I will take the authors’ replies into account when preparing my final justification.

评论

We sincerely thank you for your constructive suggestions, which are very valuable in improving our paper. The following is our response:

Concern 1: More appropriate comparison model.

This suggestion is highly reasonable. We will include experiments in the updated version that compare models of different complexities, as previously mentioned, to provide a more comprehensive evaluation.

Concern 2: How existing models fail to use reference information.

We agree with your perspective. We think it is indeed difficult to prove that existing models cannot learn appropriate reference information, as it is implicitly captured within the convolutional layers, making it difficult to visualize or explicitly confirm whether these models are truly learning the correct reference information.

However, based on prior research, we believe that explicit mechanisms are more likely to achieve this goal. Some recent methods [s4, s5] have employed this explicit weighting mechanism in P-frame coding. Moreover, as mentioned in Section 2.2, such explicit designs have been shown to be effective in early B-frame compression studies [45, 47, 7, 14]. Building on them, we extend this mechanism from the pixel domain to the multi-scale feature domain in order to explore its additional performance potential in NBVC. Therefore, we consider that our condition-coding-based explicit reference-weighting method may provide a meaningful reference for future NBVC works.

Finally, we will respect your final decision.
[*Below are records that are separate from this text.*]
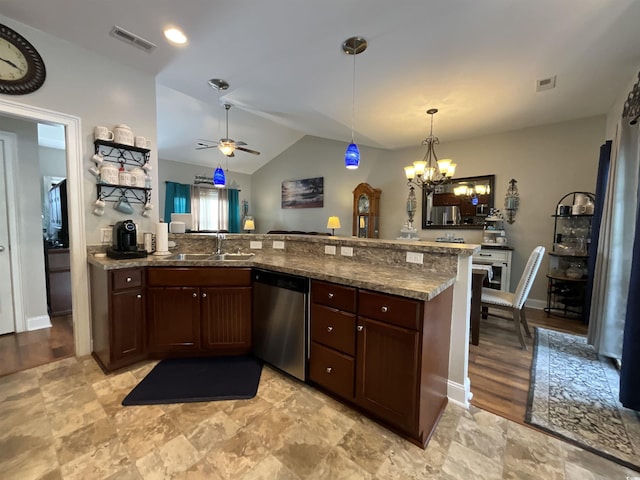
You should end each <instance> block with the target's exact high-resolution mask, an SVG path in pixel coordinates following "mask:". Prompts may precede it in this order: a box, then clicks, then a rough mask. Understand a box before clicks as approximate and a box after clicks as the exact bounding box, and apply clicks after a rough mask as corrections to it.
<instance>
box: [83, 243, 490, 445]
mask: <svg viewBox="0 0 640 480" xmlns="http://www.w3.org/2000/svg"><path fill="white" fill-rule="evenodd" d="M173 237H174V238H173V241H175V242H176V244H177V248H176V251H179V252H180V253H202V252H206V253H213V252H214V251H215V248H214V247H216V248H217V245H215V242H216V238H215V236H211V235H193V234H187V235H175V236H173ZM477 249H478V246H476V245H460V244H433V243H432V244H429V243H426V242H388V241H382V240H367V239H345V238H337V237H322V238H320V237H307V236H305V237H301V236H287V235H275V236H274V235H242V234H240V235H227V236H226V238H225V239H224V240H223V250H224V251H232V252H234V251H242V252H252V253H255V255H254V256H253V257H252V259H251V260H246V259H244V260H202V259H197V260H188V261H185V260H175V259H168V258H166V257H158V256H149V257H146V258H143V259H132V260H111V259H108V258H104V257H96V256H95V255H92V254H90V255H89V259H90V260H89V263H90V264H91V281H92V304H93V305H94V306H95V305H97V307H94V308H93V310H94V312H93V314H92V317H93V318H92V324H93V331H94V356H96V357H97V358H98V359H99V362H100V363H101V364H102V365H103V367H104V366H106V367H107V369H110V368H111V367H112V368H120V367H121V366H123V365H126V364H127V363H131V362H133V361H137V360H138V359H141V358H146V357H153V358H164V357H165V356H175V355H203V354H205V355H206V354H214V355H215V354H241V353H248V352H250V351H251V313H250V312H251V308H250V304H251V296H250V289H251V282H250V276H249V274H248V272H250V271H251V269H252V268H260V269H263V270H270V271H276V272H281V273H288V274H293V275H298V276H303V277H306V278H309V279H311V285H312V290H311V298H312V302H313V308H312V309H311V318H310V321H311V328H310V331H311V336H310V339H309V340H310V344H311V350H310V352H311V354H310V357H309V372H310V375H309V381H310V382H311V383H312V384H313V385H314V386H316V387H317V388H321V389H323V390H324V391H326V392H327V393H329V394H331V395H334V396H336V398H339V399H340V400H343V401H345V402H346V403H348V404H349V405H351V406H353V407H354V408H358V409H360V410H362V411H363V412H364V413H366V414H368V415H369V416H372V417H374V418H377V419H378V420H380V421H381V422H382V423H384V424H385V425H387V426H388V427H389V428H391V429H394V430H396V431H398V433H400V434H402V435H404V436H405V437H407V438H409V439H411V440H412V441H414V442H415V443H417V444H419V445H422V446H424V445H426V443H427V442H428V439H429V438H430V436H431V434H432V432H433V429H434V428H435V425H436V423H437V420H438V418H439V416H440V414H441V413H442V411H443V409H444V406H445V405H446V402H447V391H448V389H449V390H450V389H451V388H450V387H451V378H450V368H449V364H450V362H449V357H450V348H449V345H450V344H452V337H451V335H452V333H453V332H454V331H455V329H454V328H452V318H454V315H453V314H452V311H455V308H454V302H453V299H454V297H455V293H454V290H455V289H454V286H455V284H456V282H458V280H459V278H460V273H459V270H460V263H461V260H460V259H461V258H462V259H466V260H463V261H462V264H463V265H464V264H465V262H467V261H468V263H469V264H470V258H471V257H470V256H471V255H472V254H473V253H474V252H475V251H477ZM336 253H337V255H336ZM407 259H411V260H412V262H407ZM418 259H419V260H421V261H422V263H413V262H416V261H417V260H418ZM458 283H459V282H458ZM94 284H95V285H97V286H99V290H98V292H94ZM118 286H119V288H120V290H118ZM114 287H116V288H115V289H114ZM105 292H106V293H105ZM127 294H128V298H130V299H132V300H133V302H134V304H135V301H136V300H137V302H138V306H137V307H136V306H135V305H134V304H129V306H128V308H127V309H125V310H122V309H120V310H119V311H118V312H117V313H115V314H114V308H116V306H117V305H118V303H117V302H114V301H113V298H114V297H117V296H118V295H127ZM94 297H95V298H94ZM144 298H146V301H145V300H144ZM339 298H347V301H346V302H342V301H340V302H338V303H335V304H334V303H333V302H335V301H337V300H338V299H339ZM466 298H468V295H467V297H466ZM316 304H317V306H316ZM217 305H224V309H219V308H218V307H217ZM229 305H231V308H229ZM342 310H344V311H342ZM462 310H463V311H464V310H465V308H462ZM230 311H232V312H234V313H232V314H230V313H229V312H230ZM466 311H467V312H468V306H467V308H466ZM126 312H131V314H129V313H126ZM167 312H169V314H168V315H167V314H166V313H167ZM123 314H124V315H125V316H126V317H127V321H126V322H124V323H125V324H126V325H127V328H126V330H128V331H129V332H130V334H131V335H130V337H135V338H137V341H130V342H127V341H126V340H128V339H127V338H126V335H125V336H124V337H123V334H122V332H123V328H122V327H120V328H117V327H116V324H117V323H119V322H118V316H119V315H123ZM467 315H468V314H467ZM327 322H329V323H327ZM334 322H338V323H336V324H335V325H334ZM466 324H467V322H466V320H465V325H466ZM132 326H133V327H132ZM464 328H466V327H464ZM323 331H324V332H325V333H324V334H323V333H322V332H323ZM327 331H328V332H333V333H331V335H327V334H326V332H327ZM116 332H117V333H116ZM314 332H315V333H314ZM96 335H97V336H98V337H99V338H96ZM114 335H115V336H114ZM116 337H117V338H116ZM211 339H213V341H212V340H211ZM114 340H118V342H119V343H118V342H116V344H115V345H114V342H113V341H114ZM356 344H357V345H356ZM114 347H116V348H114ZM100 349H102V351H101V352H98V350H100ZM465 362H466V358H465Z"/></svg>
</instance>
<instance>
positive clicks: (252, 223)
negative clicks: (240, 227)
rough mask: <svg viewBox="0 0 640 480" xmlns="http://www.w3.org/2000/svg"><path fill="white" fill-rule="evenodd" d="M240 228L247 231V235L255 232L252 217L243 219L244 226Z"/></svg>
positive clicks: (254, 228)
mask: <svg viewBox="0 0 640 480" xmlns="http://www.w3.org/2000/svg"><path fill="white" fill-rule="evenodd" d="M242 228H243V229H244V230H246V231H247V233H251V230H255V229H256V224H255V222H254V221H253V217H247V218H245V219H244V225H243V226H242Z"/></svg>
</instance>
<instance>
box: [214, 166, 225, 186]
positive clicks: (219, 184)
mask: <svg viewBox="0 0 640 480" xmlns="http://www.w3.org/2000/svg"><path fill="white" fill-rule="evenodd" d="M225 183H226V179H225V178H224V170H222V167H221V166H220V165H218V168H216V170H215V172H213V186H214V187H218V188H224V185H225Z"/></svg>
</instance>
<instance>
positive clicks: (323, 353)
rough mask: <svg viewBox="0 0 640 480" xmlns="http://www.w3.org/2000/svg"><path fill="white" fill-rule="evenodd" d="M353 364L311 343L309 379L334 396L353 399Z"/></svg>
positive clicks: (309, 363) (313, 342) (353, 366)
mask: <svg viewBox="0 0 640 480" xmlns="http://www.w3.org/2000/svg"><path fill="white" fill-rule="evenodd" d="M354 378H355V363H354V360H353V357H349V356H347V355H344V354H342V353H340V352H336V351H335V350H331V349H330V348H327V347H324V346H322V345H320V344H318V343H315V342H311V355H310V358H309V379H310V380H311V381H313V382H315V383H317V384H318V385H321V386H323V387H324V388H326V389H327V390H329V391H330V392H332V393H335V394H336V395H340V396H341V397H343V398H347V399H349V400H351V399H353V389H354Z"/></svg>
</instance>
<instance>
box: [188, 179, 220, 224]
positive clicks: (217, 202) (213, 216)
mask: <svg viewBox="0 0 640 480" xmlns="http://www.w3.org/2000/svg"><path fill="white" fill-rule="evenodd" d="M228 211H229V201H228V195H227V190H226V189H218V188H213V187H208V186H201V185H194V186H192V187H191V214H192V215H193V228H194V230H198V231H217V230H228V229H229V215H228Z"/></svg>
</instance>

Once again, we sincerely appreciate the time and expertise you have dedicated to reviewing our work.

[s4] Chen, Yi-Hsin, et al. "Maskcrt: Masked conditional residual transformer for learned video compression." IEEE TCSVT. 2024.

[s5] Liu, Haojie, et al. "End-to-end neural video coding using a compound spatiotemporal representation." IEEE TCSVT. 2024.

评论

Thank you once again for your invaluable comments. In response, we have conducted more detailed comparative experiments and an ablation study on optical flow. These additional results further confirm that our performance gains are justified and that the added complexity remains acceptable. We appreciate your generous acknowledgment of these points.

We have further provided theoretical analysis of why existing methods require improvement, as you specifically emphasized.

As the discussion phase draws to a close, we would be grateful if you could confirm whether these revisions adequately address your concerns. We sincerely look forward to your final feedback.

最终决定

This paper introduces BRHVC, a novel framework that addresses the Unbalanced Reference Contribution problem, a significant but underexplored challenge in neural B-frame video compression. Through its innovative Bi-directional Motion Converge (BMC) and Contextual Fusion (BCF) modules, the method achieves SOTA performance, even surpassing the traditional VTM-RA codec on standard datasets. The authors' engagement during the rebuttal was exemplary; they provided extensive new experiments and offered thorough, compelling responses to the reviewers' questions.

However, despite the paper's clear contributions, the initial reviews raised several critical concerns, focusing on the model's computational overhead, comparisons against equivalently complex models, performance under different coding configurations, and the performance drop on specific high-resolution/high-frame-rate datasets. The authors' rebuttal proved decisive: they provided detailed complexity analyses (kMACs/memory), supplied missing ablation studies, demonstrated performance across different IP settings, and reasonably explained the model's limitations on high-resolution video with new downsampling experiments, successfully resolving all core issues.

This productive discussion was directly reflected in the final reviewer stances; all reviewers were satisfied with the authors' responses, and those who were initially "borderline accept" explicitly raised their ratings, forging a strong and unanimous consensus for acceptance. Therefore, given the work's solid technical contributions and the authors' comprehensive resolution of all critical points raised during the review process, my recommendation is to Accept.